WORLD OF WONG KAR WAI Blu-rayジャケット 邦題 花様年華
レーベル CRITERION COLLECTION
制作年度 2000年
上演時間 98分
監督 ウォン・カーウァイ
出演 マギー・チャン、トニー・レオン、スー・ピンラン
画面 1.66:1/SDR
音声 dts-HD MA 5.1ch 広東語
字幕 英語

あらすじ

 1962年の香港。クーの経営するアパートに、同じ日にスーとチョウが引っ越ししてくる。スーには夫がおり、夫は日本人の上司のもとで仕事をしていたため、スーとは滅多に会えなかった。チョウは妻がいたものの、母の世話をするので離れて暮らしていて、チョウとの生活はしていなかった。隣同士になったスーとチョウは、最初は顔馴染みになり、次第にお互いを意識し合うようになる。しかし、お互いに家庭があるため、一線は超えていなかった。それでも生活上のパートナーが不倫をしていることを悟った二人は、次第に親密な関係になっていく。隠れて交際を続ける二人だったが、その関係は周囲の知るところとなり、二人はもう会わないことにする。そして、1963年にチョウはシンガポールに仕事で赴任し、スーも子供を授かって、クーの経営するアパートからは出ていた。その後、チョウはカンボジアに行き、遺跡で一人佇む。

レビュー

 2000年に公開され、「欲望の翼」からの発展させたストーリーとして、直接の関係はないものの、舞台設定が同様な大人のラブ・ストーリーが、この「花様年華」です。カンヌ国際映画祭でトニー・レオンが主演男優賞を受賞しています。評価も高く、Rotten Tomatoesの批評家評価は90%、観客評価は94%と、極めて高い評価を得ています。
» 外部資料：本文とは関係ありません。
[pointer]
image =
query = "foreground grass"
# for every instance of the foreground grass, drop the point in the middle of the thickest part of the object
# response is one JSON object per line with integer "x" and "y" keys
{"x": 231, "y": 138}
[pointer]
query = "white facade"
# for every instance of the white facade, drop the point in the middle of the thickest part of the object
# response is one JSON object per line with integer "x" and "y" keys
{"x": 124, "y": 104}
 直接の関係はないものの、1962年の香港を舞台にしたラブ・ストーリーとして、1961年の香港が舞台の「欲望の翼」のその後の展開を彷彿とさせる物語になっています。それは大人のラブ・ストーリーであり、それも主人公二人には人生の伴侶がいる中での恋愛物語として、静かな愛情が盛り上がっているのを感じさせるほろ苦い物語になっています。
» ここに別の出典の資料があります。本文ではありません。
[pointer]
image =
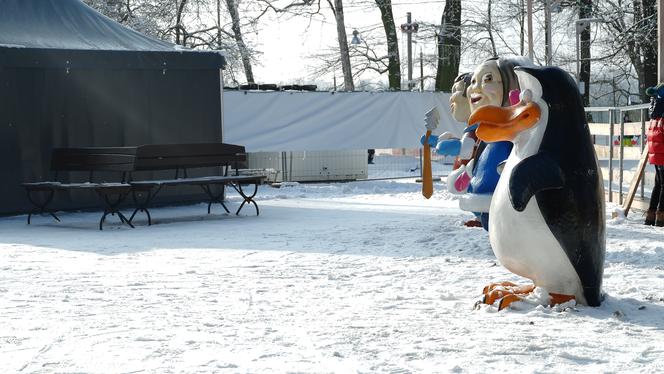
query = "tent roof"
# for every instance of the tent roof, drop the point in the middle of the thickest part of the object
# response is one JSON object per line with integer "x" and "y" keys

 スーには日本人の上司のもとで働く夫がおり、スー自身も会社で秘書の仕事をしています。夫がいない時には、夕食を作らないで、屋台のそばを買い求めてそれを食べるという生活を送っています。夫とのすれ違いの生活をしていますが、それでもスーにとっては大切な家庭生活であるといえます。一方チョウは新聞社で働いていて、妻は母の看病で実家にいるために一緒に生活していないという状況にあります。チョウはその生活には不満を持っています。それが、引っ越しでスーとチョウの部屋が隣同士になったことから、二人の愛情が芽生えることになります。

 二人は次第に愛を深めていきますが、そうなる要因の一つに、二人の伴侶が不倫していたのではないかという疑念があり、それがもとで二人の愛情が深まるきっかけになっています。ただ、伴侶が不倫をしているとはいえ、主人公二人の愛情は肉体的なところまではいかずに、精神的愛情に昇華されているところが、この映画の魅力を伝えていると思います。

 物語が優れていると思うのは、主人公二人の愛情が実らずに、チョウはシンガポールに赴任し、スーも子供をもうけてアパートを出ていたことです。ドラマ的に主人公二人の愛情が実れば、充足感はあるかとは思いますが、実らなかったために逆に物語の完成度が上がっているといえます。そして、時を重ねていき、チョウはカンボジアの遺跡で何かを語り、そこで物語が終わるところが、良い余韻を残しているといえます。

今回試聴した「花様年華」は、CRITERION COLLECTIONの「WORLD OF WONG KAR WAI」というBlu-ray BOXセットでリリースされています。4KマスターからBlu-rayの2Kマスターを作っていますので、解像度は十分にあります。色彩もよく出ていて、映像の魅力に満ち溢れています。室内のシーンが大半ですので、コントラストがくっきりしているとはいえないのですが、それでも映像の魅力をよく表していると思います。音響はdts-HD MA 5.1chサラウンドで収録されていて、室内のシーンが多いのですが、登場人物のセリフを周囲に散りばめることで、サラウンド効果を発揮しているといえます。トレードマークの雨のシーンでは、雨にずぶ濡れになる感覚が味わえます。